British Columbia: The Untold History will take viewers on a journey that spans 200 years starting from the late 18th century, weaving together stories from Indigenous, Chinese, Japanese, Punjabi, Black and European people, says director Kevin Eastwood.
He adds that the docuseries, which airs on the Knowledge Network over the next four weeks, is also a platform for people of colour to share their stories of systemic racism.
"It's no small thing to tell these stories because even though it's so-called history, it's not. These are people that are directly connected and impacted by the events they're describing," he said.
"I have lived in British Columbia my whole life. I'm born here and I didn't know a lot of the stuff and it was a lot of education for me," the Canadian director added.
Producer Leena Minifie, who is Gitxaala-British, says the research team behind the documentary, including herself, conducted hundreds of interviews and went through more than 10,000 pieces of archival material to tell the stories, which are typically left out of history classes.
She says after more than two years of research, the team narrowed down the material to a final edit of 70 interviews for the four-part series.
"I wanted this series to be a platform ... to share some of their stories with an audience who may not have heard them before," she said. "A lot of these stories have been passed down from generation to generation."
A diverse production
It was just as important that the production crew was inclusive, says Minifie.
"When it comes to hiring, diversity, equity and inclusion are my reasons for living," she said. "My way is always to hire a huge percentage of BIPOC crew or Indigenous crew. I won't go into a project without it."

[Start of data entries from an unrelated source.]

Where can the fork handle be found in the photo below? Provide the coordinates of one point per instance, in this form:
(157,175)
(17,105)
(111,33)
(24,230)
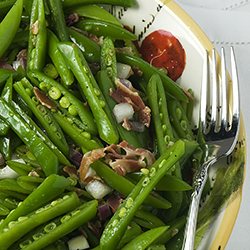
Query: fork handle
(201,176)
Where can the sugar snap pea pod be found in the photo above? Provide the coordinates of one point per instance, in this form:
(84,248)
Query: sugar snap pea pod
(7,96)
(90,49)
(90,89)
(42,113)
(58,20)
(24,224)
(132,231)
(82,138)
(58,60)
(52,187)
(124,186)
(102,28)
(12,185)
(120,220)
(61,226)
(29,182)
(5,74)
(167,183)
(55,90)
(145,239)
(9,26)
(108,58)
(105,84)
(158,105)
(37,37)
(179,120)
(148,70)
(61,157)
(94,11)
(175,226)
(147,219)
(125,3)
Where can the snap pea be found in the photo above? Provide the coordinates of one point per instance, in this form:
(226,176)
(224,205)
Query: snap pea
(145,239)
(179,120)
(105,84)
(47,159)
(5,74)
(24,224)
(90,89)
(9,26)
(125,3)
(61,226)
(94,11)
(148,70)
(120,220)
(102,28)
(45,83)
(37,37)
(51,187)
(61,157)
(124,186)
(90,49)
(58,20)
(42,113)
(58,60)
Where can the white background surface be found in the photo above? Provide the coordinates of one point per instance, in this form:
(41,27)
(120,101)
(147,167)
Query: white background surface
(226,23)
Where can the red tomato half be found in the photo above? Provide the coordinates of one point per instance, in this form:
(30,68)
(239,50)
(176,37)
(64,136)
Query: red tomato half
(162,49)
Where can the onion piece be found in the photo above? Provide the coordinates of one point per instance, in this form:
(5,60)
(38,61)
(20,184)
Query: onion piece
(123,70)
(78,243)
(98,189)
(123,110)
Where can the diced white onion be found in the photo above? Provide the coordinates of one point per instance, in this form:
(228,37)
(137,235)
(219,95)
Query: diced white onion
(123,110)
(98,189)
(78,243)
(123,70)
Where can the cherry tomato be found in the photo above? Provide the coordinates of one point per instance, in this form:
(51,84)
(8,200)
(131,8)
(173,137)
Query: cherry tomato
(162,49)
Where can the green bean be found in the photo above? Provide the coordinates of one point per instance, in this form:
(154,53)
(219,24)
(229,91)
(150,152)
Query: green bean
(145,239)
(90,49)
(61,226)
(90,89)
(124,186)
(42,113)
(118,223)
(24,224)
(9,26)
(52,187)
(94,11)
(45,83)
(125,3)
(148,70)
(58,20)
(102,28)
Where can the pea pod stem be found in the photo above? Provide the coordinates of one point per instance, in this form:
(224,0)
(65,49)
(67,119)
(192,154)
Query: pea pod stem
(87,84)
(120,220)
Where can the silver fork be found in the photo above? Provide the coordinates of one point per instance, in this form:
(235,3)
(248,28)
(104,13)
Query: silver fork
(221,133)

Knowledge Network also worked with a local inclusive marketing agency called AndHumanity to assess whether people from the communities reflected in the documentary felt they were being authentically represented.
"It supports the idea of nothing about us without us, which really infers that it's not spoken from the white gaze or a perspective outside of the community, but from the community itself," said AndHumanity co-founder Tammy Tsang, who is Canadian-born Chinese.
"While not all perspectives of history were included, there definitely was an effort to include as many as possible," she added.
Eastwood says he believes documentaries that tell B.C.'s history through diverse perspectives can help carve a path toward understanding.
"We were amazed how stories that took place 100 years ago ... were still seeming to bubble up and take up space in the front pages of our newspaper," he said.
"There's an old cliche, those who don't know history repeat it."
Viewers can stream the four-part documentary series for free on the Knowledge Network.